Тут мы невольно смотрим в окно – на символ мирной домовитости, который неподвижно белеется ещё несмелыми аистятами на высоком гнезде – над зеленью яблонь, вишен, берёз.

«…Ну, эти аисты полетели, – рассказывает дальше старуха, – прилетают вороны. Чёрные, чёрные!.. Ну, думаю, это меня есть будут!.. Опять – вниз-вверх, вниз-вверх! Летали, летали и эти улетели.

Сейчас приезжает на лошади тот, который добивал. Видит, что человек живой – добивает. Я глаза приоткрыла и тихонько гляжу на него… А дети мои не шевелятся, спят. Заснули.

Може, шагов десять не доехал, повернулся и уехал…

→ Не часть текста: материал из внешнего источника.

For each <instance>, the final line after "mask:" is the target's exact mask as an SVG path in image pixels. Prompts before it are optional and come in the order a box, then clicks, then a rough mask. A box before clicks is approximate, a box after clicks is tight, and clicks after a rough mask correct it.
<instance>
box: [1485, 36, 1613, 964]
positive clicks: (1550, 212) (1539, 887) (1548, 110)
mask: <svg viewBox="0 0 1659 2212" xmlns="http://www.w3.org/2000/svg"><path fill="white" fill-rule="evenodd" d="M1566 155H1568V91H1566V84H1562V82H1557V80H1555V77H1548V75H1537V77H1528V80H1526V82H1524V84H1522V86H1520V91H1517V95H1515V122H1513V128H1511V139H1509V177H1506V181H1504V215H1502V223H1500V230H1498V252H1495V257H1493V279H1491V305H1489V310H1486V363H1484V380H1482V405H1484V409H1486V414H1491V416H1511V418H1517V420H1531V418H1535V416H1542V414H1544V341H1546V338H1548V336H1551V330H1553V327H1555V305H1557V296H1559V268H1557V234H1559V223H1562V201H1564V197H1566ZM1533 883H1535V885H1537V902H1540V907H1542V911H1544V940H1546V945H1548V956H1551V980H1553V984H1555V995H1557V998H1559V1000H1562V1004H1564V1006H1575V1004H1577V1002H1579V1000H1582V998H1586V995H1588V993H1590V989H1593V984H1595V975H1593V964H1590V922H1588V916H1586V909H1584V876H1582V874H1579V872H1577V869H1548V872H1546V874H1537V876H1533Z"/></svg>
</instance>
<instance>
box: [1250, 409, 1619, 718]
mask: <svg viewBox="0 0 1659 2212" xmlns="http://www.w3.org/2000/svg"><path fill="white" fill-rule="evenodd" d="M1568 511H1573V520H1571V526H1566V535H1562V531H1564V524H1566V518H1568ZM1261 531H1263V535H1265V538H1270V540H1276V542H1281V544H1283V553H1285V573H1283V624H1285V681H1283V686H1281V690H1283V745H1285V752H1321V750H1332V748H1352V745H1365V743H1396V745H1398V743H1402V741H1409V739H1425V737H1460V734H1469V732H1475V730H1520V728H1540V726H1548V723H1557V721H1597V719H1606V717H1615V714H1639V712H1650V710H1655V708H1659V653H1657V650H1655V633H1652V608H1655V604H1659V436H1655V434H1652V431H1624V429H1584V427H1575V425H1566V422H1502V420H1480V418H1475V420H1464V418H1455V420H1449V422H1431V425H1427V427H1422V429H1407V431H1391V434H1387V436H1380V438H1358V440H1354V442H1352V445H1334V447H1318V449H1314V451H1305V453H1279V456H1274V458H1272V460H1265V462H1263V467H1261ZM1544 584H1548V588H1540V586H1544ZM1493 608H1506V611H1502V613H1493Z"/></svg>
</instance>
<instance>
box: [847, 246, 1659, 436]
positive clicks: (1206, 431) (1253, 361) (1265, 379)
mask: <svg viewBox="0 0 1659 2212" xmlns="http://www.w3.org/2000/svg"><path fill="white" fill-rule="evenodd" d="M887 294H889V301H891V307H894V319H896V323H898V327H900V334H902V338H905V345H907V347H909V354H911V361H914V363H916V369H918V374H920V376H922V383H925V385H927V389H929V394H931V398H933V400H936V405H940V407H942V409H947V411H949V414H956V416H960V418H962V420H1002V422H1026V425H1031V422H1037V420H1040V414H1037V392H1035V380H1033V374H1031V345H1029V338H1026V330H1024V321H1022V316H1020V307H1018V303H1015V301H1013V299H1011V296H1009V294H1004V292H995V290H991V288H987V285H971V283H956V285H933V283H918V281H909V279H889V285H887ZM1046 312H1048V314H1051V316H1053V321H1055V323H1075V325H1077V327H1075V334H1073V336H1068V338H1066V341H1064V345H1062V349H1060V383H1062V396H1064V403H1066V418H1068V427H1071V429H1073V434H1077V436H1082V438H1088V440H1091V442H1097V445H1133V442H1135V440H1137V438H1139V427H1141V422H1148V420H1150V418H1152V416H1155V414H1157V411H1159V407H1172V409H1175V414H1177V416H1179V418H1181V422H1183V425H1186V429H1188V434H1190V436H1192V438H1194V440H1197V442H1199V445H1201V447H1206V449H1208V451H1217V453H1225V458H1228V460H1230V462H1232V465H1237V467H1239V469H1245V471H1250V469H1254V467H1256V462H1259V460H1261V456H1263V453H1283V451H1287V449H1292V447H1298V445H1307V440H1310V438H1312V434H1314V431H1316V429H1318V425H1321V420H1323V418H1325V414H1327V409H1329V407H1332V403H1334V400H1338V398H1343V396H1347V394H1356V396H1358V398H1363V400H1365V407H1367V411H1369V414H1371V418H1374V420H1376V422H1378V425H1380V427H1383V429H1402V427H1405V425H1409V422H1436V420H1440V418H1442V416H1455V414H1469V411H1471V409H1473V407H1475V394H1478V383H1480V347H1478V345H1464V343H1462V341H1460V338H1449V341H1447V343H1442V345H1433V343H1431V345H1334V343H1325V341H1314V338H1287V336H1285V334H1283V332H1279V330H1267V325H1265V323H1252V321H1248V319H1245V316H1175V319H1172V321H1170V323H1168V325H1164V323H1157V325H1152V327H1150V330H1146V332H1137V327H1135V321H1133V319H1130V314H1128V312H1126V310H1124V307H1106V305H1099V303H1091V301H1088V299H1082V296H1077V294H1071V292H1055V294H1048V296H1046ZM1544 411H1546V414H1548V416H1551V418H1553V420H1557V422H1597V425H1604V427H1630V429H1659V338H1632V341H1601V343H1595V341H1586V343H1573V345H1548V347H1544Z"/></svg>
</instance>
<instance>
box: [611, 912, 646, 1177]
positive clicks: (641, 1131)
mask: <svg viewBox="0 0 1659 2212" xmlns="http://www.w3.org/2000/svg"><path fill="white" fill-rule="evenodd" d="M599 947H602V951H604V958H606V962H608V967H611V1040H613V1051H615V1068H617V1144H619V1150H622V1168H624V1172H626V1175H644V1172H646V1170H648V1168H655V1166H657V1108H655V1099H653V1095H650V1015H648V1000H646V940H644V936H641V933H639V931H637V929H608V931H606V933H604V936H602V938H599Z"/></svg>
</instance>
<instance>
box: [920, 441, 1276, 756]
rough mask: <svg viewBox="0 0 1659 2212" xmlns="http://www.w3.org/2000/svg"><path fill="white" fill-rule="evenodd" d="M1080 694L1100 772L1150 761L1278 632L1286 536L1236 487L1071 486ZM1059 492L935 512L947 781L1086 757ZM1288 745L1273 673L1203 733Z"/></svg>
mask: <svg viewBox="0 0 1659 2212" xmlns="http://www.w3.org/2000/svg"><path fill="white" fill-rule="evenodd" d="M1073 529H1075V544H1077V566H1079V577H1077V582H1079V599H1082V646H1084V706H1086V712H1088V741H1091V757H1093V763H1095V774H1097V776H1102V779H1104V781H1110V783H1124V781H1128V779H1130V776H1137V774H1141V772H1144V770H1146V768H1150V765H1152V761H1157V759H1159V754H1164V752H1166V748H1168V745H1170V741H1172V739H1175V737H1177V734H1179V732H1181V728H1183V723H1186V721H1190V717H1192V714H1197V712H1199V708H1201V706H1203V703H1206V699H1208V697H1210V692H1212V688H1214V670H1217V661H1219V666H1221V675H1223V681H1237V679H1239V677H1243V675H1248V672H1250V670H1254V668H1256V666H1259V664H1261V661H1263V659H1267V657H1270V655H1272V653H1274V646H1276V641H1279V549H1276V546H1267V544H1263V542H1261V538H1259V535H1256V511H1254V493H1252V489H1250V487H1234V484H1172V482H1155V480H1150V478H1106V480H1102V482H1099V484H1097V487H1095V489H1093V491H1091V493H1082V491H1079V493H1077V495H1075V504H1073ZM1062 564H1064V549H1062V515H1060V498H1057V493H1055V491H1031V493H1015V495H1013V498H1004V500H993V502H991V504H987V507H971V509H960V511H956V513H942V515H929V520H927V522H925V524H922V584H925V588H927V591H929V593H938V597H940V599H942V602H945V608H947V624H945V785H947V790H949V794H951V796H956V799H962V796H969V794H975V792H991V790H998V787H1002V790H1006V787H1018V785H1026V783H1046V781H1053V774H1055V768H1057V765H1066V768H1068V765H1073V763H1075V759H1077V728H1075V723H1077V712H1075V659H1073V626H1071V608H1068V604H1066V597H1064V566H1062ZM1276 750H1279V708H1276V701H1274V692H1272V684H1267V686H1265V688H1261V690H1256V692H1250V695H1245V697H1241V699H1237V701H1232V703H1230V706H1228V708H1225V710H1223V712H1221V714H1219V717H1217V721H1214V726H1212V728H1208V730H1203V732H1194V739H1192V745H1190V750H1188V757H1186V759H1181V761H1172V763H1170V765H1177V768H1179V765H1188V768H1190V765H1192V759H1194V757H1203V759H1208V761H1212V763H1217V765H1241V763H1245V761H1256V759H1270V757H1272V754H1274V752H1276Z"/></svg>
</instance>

Я лежала до самого вечера. Вечером девка стала плакать, маленькая, восемь месяцев. Я говорю: «На, дочушечка, грудь…» Зашумели машины и ушли. Я думаю: «Подыму голову». Так сейчас же машины стали. Вижу: они из машины увидели, что в жите дети спрятались: мать с отцом и четверо детей. Остановились и поубивали. Там другой человек поднялся поглядеть – они и того, убили. Доехали до него и убили.

А я лежу.

Выстрелы прекратились. Дети плакать начали. Я поднялась и пошла в лес…»

Миколай Павлович Ходосевич, теперь мужчина в самой зрелости, тогда тринадцатилетний малец, который видел фашизм так вблизи, – свежим, чистым взглядом ребёнка, который уже многое понимал почти по-взрослому.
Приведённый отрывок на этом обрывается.